[Depuis Athènes]
Au terme d’une finale époustouflante d’intensité et de talent, l’Olympiakos retrouve enfin le toit de l’Europe 13 ans après la bande à Spanoulis, en triomphant d’un Real héroïque (92-85). MVP du Final Four, Evan Fournier rafle le plus grand, le plus beau, le plus fort titre de sa carrière. C’est aussi la fin de la malédiction des premiers de saison régulière.
Il y a trop longtemps qu’il se trouvait du mauvais côté de l’histoire. La saveur du bronze ou de l’argent avait trop tourné dans son palais. Mais cette nuit du 24 mai 2026, Evan Fournier a conjuré le sort : le voilà avec l’or autour du cou, le trophée de club le plus prestigieux du basket européen dans les bras. « J’ai beaucoup de sentiments, nous confiait le héros du soir, quelque heures après la rencontre, après être redescendu – un peu – de son nuage. Ça n’efface pas tout ce que j’ai vécu, mais je suis fier de pouvoir donner ces émotions à ma mère, la voir pleurer, à ma femme. Je suis content de leur donner ça. Je suis content de donner ça à tout ce peuple. C’est dingue. »

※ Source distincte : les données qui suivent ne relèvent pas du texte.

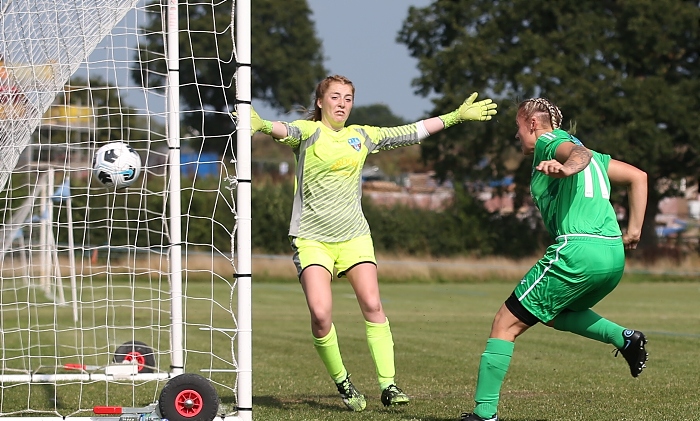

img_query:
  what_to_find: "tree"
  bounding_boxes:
[398,0,700,248]
[132,0,326,149]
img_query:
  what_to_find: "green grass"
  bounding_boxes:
[253,281,700,421]
[0,280,700,421]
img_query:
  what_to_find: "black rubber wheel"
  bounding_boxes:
[158,373,219,421]
[114,341,156,373]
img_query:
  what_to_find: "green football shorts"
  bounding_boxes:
[513,234,625,323]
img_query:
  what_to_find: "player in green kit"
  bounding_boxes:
[461,98,648,421]
[243,75,496,411]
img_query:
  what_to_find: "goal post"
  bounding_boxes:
[0,0,253,421]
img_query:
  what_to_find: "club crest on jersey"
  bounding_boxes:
[348,137,362,152]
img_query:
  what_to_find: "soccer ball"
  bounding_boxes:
[92,142,141,190]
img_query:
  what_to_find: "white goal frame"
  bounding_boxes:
[0,0,253,421]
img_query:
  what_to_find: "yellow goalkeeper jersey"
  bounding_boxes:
[277,120,420,242]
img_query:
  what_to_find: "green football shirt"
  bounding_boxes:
[530,129,622,238]
[277,120,420,242]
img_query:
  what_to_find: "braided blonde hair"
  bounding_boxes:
[518,98,564,129]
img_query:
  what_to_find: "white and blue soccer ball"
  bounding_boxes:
[92,142,141,190]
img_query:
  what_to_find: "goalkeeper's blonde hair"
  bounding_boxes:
[518,98,564,129]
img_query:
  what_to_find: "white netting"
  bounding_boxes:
[0,0,249,419]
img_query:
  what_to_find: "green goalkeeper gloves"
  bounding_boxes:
[440,92,498,128]
[232,105,272,134]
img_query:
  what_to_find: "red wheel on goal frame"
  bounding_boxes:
[158,373,219,421]
[114,341,156,373]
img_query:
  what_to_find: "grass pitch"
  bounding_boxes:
[0,275,700,421]
[253,280,700,421]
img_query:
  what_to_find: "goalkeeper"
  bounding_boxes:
[243,75,497,411]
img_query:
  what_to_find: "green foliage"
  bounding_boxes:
[251,178,294,254]
[345,104,409,127]
[398,0,700,246]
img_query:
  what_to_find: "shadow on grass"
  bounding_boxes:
[253,395,348,412]
[400,413,549,421]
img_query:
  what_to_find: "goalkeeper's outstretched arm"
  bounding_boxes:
[250,92,498,139]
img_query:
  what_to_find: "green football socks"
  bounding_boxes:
[314,324,348,383]
[365,319,395,390]
[554,309,625,348]
[474,338,515,419]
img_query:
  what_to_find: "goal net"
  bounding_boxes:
[0,0,252,421]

Et pour couronner le tout, il devenait le deuxième Français de l’histoire à être nommé MVP du Final Four, dix ans après… Nando De Colo, son frère d’armes en Bleu, qu’il avait mis à la retraite à contre-coeur deux jours plus tôt. Avant même l’annonce du lauréat, le public avait d’ailleurs déjà fait son choix, les ‘ohé ohé ohé Fournier’ n’en finissant plus de descendre des tribunes.

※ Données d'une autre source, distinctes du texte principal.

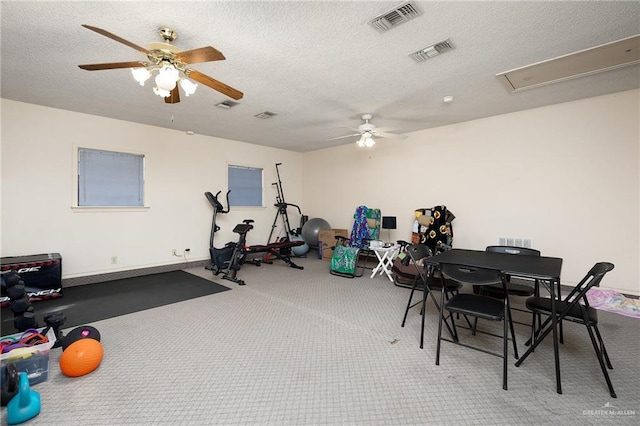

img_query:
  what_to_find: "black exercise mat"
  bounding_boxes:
[2,271,230,335]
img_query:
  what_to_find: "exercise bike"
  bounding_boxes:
[204,191,304,285]
[204,191,236,275]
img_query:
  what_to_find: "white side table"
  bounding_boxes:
[370,244,400,282]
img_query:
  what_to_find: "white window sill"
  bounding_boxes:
[71,206,151,213]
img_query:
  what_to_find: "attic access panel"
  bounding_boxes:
[496,35,640,92]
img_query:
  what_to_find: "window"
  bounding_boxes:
[227,164,262,207]
[78,148,144,207]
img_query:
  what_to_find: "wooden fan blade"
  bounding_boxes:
[325,133,360,141]
[164,85,180,104]
[176,46,226,64]
[185,69,244,100]
[78,61,149,71]
[82,24,149,55]
[373,131,407,140]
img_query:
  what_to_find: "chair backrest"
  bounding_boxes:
[486,246,540,257]
[405,244,433,282]
[405,244,433,262]
[440,263,504,285]
[561,262,614,315]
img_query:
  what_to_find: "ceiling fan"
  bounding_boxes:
[327,114,407,147]
[78,24,244,104]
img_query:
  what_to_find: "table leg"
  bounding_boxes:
[549,282,562,393]
[371,250,387,278]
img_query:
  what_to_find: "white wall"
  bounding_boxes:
[303,90,640,295]
[0,99,302,278]
[0,90,640,295]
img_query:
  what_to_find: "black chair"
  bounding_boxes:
[402,244,462,348]
[516,262,616,398]
[436,263,518,390]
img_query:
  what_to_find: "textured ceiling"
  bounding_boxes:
[0,1,640,152]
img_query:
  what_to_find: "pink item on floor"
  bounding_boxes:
[587,287,640,318]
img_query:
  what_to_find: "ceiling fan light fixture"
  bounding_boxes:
[356,132,376,148]
[180,78,198,96]
[153,86,171,98]
[131,68,151,86]
[156,63,180,92]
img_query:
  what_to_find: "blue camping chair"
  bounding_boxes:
[330,206,382,278]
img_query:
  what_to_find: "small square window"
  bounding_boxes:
[227,164,263,207]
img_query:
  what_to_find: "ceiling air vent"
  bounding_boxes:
[216,100,238,109]
[409,39,453,62]
[369,1,422,33]
[254,111,278,120]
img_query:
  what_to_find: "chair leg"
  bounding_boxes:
[402,279,424,327]
[504,296,518,359]
[420,284,429,349]
[593,325,613,370]
[502,303,508,390]
[436,291,444,365]
[586,324,617,398]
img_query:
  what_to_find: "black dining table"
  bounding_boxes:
[424,249,562,393]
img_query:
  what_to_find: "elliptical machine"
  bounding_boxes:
[204,191,236,275]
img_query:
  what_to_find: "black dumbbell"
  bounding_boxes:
[7,284,25,300]
[9,296,33,315]
[13,306,38,331]
[2,363,19,407]
[2,271,24,288]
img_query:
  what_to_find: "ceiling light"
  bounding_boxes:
[180,78,198,96]
[131,61,198,98]
[131,68,151,86]
[356,132,376,148]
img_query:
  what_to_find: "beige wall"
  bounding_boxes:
[303,90,640,294]
[0,90,640,294]
[1,100,302,278]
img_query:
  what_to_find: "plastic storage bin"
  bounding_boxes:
[0,328,56,386]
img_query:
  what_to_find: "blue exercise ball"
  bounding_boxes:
[302,217,331,248]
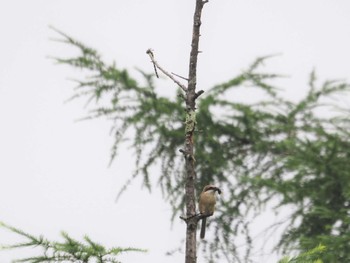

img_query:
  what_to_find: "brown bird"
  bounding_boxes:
[199,184,221,239]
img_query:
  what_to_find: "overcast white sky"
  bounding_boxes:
[0,0,350,263]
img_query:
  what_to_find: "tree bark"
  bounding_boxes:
[184,0,207,263]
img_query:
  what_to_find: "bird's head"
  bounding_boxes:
[203,184,221,194]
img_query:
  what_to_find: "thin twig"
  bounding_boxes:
[146,49,187,92]
[171,72,188,81]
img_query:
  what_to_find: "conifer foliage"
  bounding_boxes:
[0,222,145,263]
[47,21,350,262]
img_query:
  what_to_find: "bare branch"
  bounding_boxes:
[146,49,187,92]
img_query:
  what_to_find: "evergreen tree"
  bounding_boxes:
[1,0,350,262]
[49,24,350,262]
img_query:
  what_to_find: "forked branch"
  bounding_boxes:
[146,49,187,92]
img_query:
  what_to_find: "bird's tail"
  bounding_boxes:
[200,217,207,239]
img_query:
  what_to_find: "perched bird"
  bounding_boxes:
[199,184,221,239]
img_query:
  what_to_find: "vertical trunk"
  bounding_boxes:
[185,0,207,263]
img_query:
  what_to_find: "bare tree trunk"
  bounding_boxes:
[184,0,208,263]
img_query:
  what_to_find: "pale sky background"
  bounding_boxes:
[0,0,350,263]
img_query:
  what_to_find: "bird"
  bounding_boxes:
[199,184,221,239]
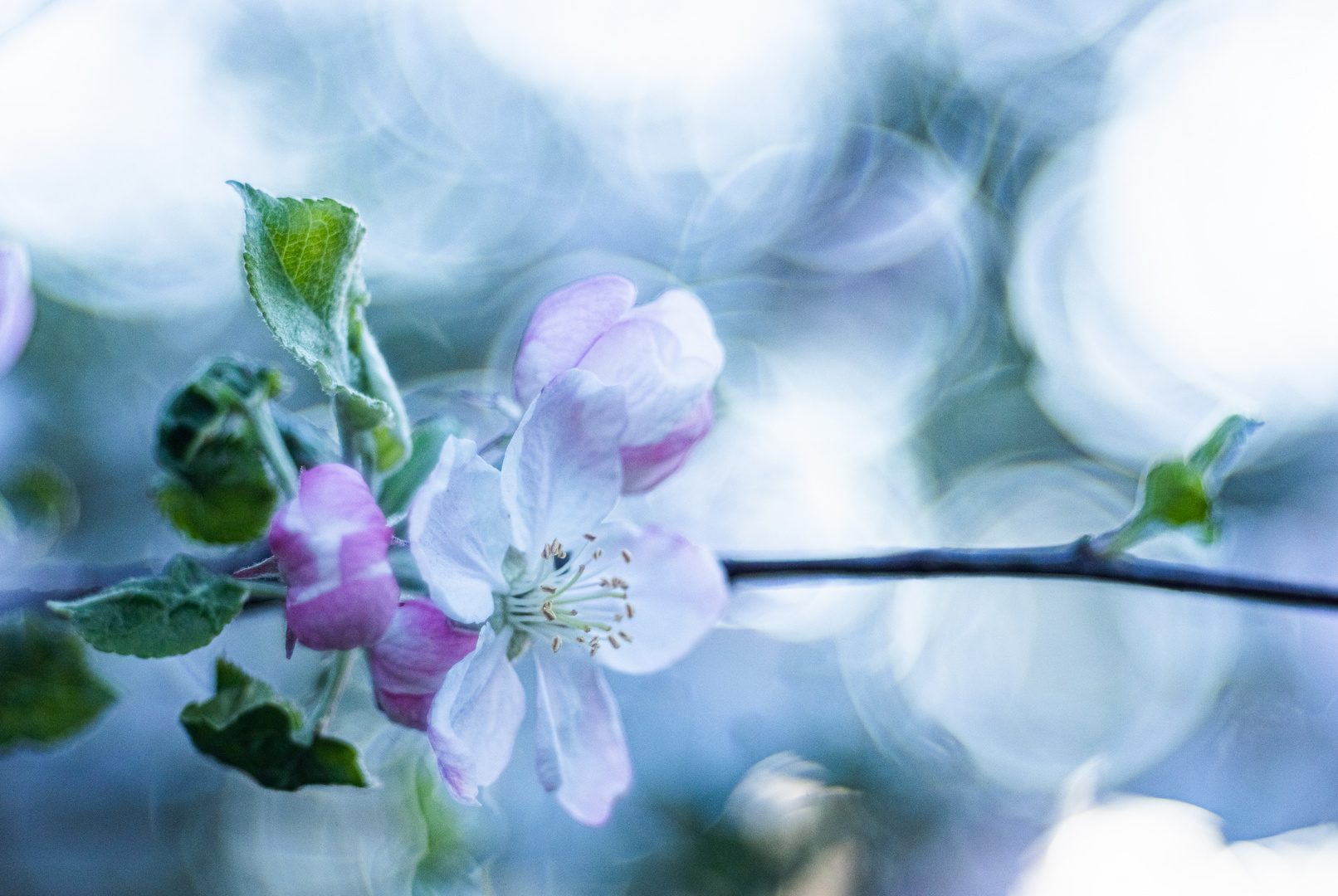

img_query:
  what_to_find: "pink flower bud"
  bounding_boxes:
[514,274,725,494]
[0,243,33,374]
[269,464,400,650]
[367,601,479,732]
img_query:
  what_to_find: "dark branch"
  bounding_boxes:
[721,538,1338,610]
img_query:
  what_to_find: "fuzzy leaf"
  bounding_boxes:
[0,614,116,753]
[181,658,367,791]
[46,555,247,658]
[229,181,391,429]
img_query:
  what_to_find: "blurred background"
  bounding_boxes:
[0,0,1338,896]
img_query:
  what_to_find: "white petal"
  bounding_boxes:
[581,319,720,446]
[502,371,627,563]
[409,436,511,622]
[623,289,725,380]
[427,626,525,805]
[586,523,730,674]
[534,650,632,825]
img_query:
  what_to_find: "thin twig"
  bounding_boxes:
[721,538,1338,610]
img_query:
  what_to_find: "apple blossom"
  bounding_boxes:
[269,464,400,650]
[409,369,726,825]
[514,274,725,494]
[367,601,479,732]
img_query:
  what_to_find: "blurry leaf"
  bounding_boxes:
[0,614,116,753]
[46,555,247,658]
[1096,415,1261,553]
[154,357,306,544]
[0,461,79,542]
[229,181,391,429]
[378,420,463,516]
[271,405,339,470]
[181,658,367,791]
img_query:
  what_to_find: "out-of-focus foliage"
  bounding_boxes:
[48,553,247,658]
[0,614,116,753]
[181,658,367,791]
[155,358,295,544]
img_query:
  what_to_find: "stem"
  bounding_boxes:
[721,536,1338,610]
[247,402,297,500]
[310,650,354,738]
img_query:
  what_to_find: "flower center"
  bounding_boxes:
[496,535,637,656]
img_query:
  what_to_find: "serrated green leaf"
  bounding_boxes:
[46,553,247,658]
[181,658,367,791]
[229,181,391,429]
[378,419,464,516]
[0,614,116,753]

Après trois médailles d’argent et trois médailles de bronze avec l’équipe de France, une 3e place frustrante au Final Four la saison dernière, la barbe la plus mythique du basket tricolore se retrouve sur le toit de l’Europe. « Je sens qu’on aurait dû gagner l’an passé, réagissait-il en quittant le parquet, trophée sous le bras. Mais parfois ça parait être le destin. Je crois que c’était écrit qu’on devait gagner aujourd’hui. »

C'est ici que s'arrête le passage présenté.